O texto, assinado pelo Cardeal Renato Martino e Dom Giampaolo Crepaldi, Presidente e Secretário respectivamente desse dicastério, lamenta que a reunião tenha concluído deixando em suspense as questões principais, um fato que contrasta com “a intensidade do compromisso demonstrado pelos negociadores e o pessoal da OMC, de concluir Doha com um acordo geral”.
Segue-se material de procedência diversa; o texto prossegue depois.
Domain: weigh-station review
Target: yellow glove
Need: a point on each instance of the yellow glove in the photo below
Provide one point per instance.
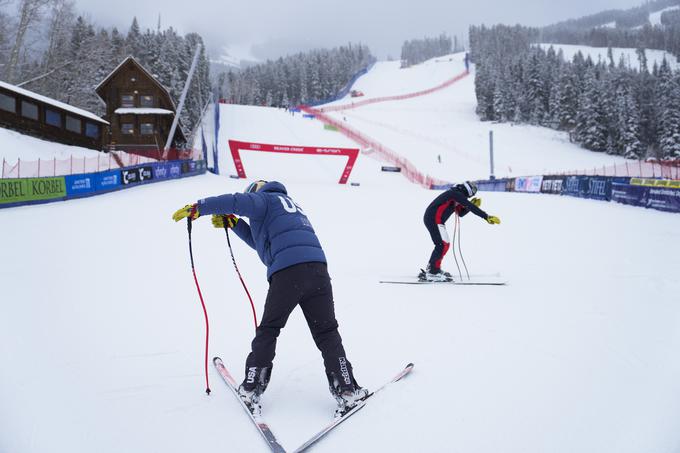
(190, 210)
(220, 220)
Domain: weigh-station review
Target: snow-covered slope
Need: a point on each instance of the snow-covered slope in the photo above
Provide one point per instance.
(655, 18)
(387, 78)
(101, 330)
(630, 57)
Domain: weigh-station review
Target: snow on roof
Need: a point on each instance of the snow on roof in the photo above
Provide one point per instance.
(142, 111)
(50, 101)
(143, 69)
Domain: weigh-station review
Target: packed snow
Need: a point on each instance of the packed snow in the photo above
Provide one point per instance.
(387, 78)
(102, 332)
(630, 57)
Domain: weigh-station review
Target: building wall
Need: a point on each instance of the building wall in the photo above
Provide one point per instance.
(133, 82)
(34, 117)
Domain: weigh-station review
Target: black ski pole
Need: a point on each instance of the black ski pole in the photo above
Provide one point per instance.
(233, 260)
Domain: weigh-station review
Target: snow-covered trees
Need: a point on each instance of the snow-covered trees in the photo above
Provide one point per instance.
(72, 56)
(419, 50)
(605, 106)
(300, 78)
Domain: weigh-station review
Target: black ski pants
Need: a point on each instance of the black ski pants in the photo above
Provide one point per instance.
(307, 285)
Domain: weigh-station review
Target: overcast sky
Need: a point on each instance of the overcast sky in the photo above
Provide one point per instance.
(271, 28)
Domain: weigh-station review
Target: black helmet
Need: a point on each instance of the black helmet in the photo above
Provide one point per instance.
(469, 188)
(255, 186)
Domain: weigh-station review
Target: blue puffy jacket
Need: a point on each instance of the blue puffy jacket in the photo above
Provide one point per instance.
(279, 230)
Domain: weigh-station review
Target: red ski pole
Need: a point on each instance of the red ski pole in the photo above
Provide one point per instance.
(205, 312)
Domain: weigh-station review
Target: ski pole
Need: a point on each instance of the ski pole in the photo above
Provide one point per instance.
(233, 260)
(205, 312)
(453, 246)
(459, 249)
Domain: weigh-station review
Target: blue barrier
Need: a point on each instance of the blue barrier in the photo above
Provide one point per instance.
(80, 185)
(90, 184)
(594, 187)
(107, 181)
(660, 198)
(492, 185)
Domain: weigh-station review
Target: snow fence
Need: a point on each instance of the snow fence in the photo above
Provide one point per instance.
(27, 191)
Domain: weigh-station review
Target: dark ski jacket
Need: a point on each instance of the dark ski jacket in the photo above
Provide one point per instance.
(279, 230)
(448, 202)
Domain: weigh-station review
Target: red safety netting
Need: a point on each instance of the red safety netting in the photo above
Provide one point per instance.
(371, 146)
(353, 105)
(375, 149)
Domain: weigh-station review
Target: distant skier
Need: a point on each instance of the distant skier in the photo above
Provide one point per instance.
(437, 213)
(296, 270)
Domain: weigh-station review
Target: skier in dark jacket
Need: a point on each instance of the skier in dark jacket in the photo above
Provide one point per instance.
(296, 270)
(453, 200)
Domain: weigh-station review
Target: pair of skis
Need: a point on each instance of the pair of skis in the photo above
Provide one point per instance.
(267, 433)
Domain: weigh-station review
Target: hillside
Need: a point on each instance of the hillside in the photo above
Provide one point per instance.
(104, 351)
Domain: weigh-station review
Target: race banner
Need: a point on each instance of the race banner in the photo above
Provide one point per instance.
(236, 146)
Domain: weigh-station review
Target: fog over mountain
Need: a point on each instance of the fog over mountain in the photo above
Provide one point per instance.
(270, 29)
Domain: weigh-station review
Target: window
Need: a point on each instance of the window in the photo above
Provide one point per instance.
(52, 117)
(127, 101)
(73, 124)
(127, 128)
(92, 130)
(146, 101)
(8, 103)
(29, 110)
(146, 128)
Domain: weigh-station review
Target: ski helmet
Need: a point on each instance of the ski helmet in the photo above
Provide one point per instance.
(255, 186)
(469, 187)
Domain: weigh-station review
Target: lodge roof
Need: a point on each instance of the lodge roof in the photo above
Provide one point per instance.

Embora o Pontifício Conselho reconheça a complexidade desse compromisso “devido à dificuldade objetiva de mediar entre tantos estados com interesses diferentes e expectativas“, mas também as esperanças que encerra, pelas que manifesta sua avaliação.

Para a Santa Sé, o tema principal de Doha, “a igualdade nas relações comerciais“, foi, e continua sendo, uma preocupação principal, e cita então as palavras de Paulo VI, que na Populorum progressio afirmava que “o comércio livre pode só pode ser chamado de justo quando obedece às exigências da justiça social”.

O documento destaca a necessidade de retornar ao espírito que inspirou a Rodada de Doha de há cinco anos, quando se chegou a uma declaração conjunta “sobre o desenvolvimento e o alívio da pobreza e ao compromisso específico de melhorar a participação eficaz dos países menos desenvolvidos no sistema comercial multilateral”.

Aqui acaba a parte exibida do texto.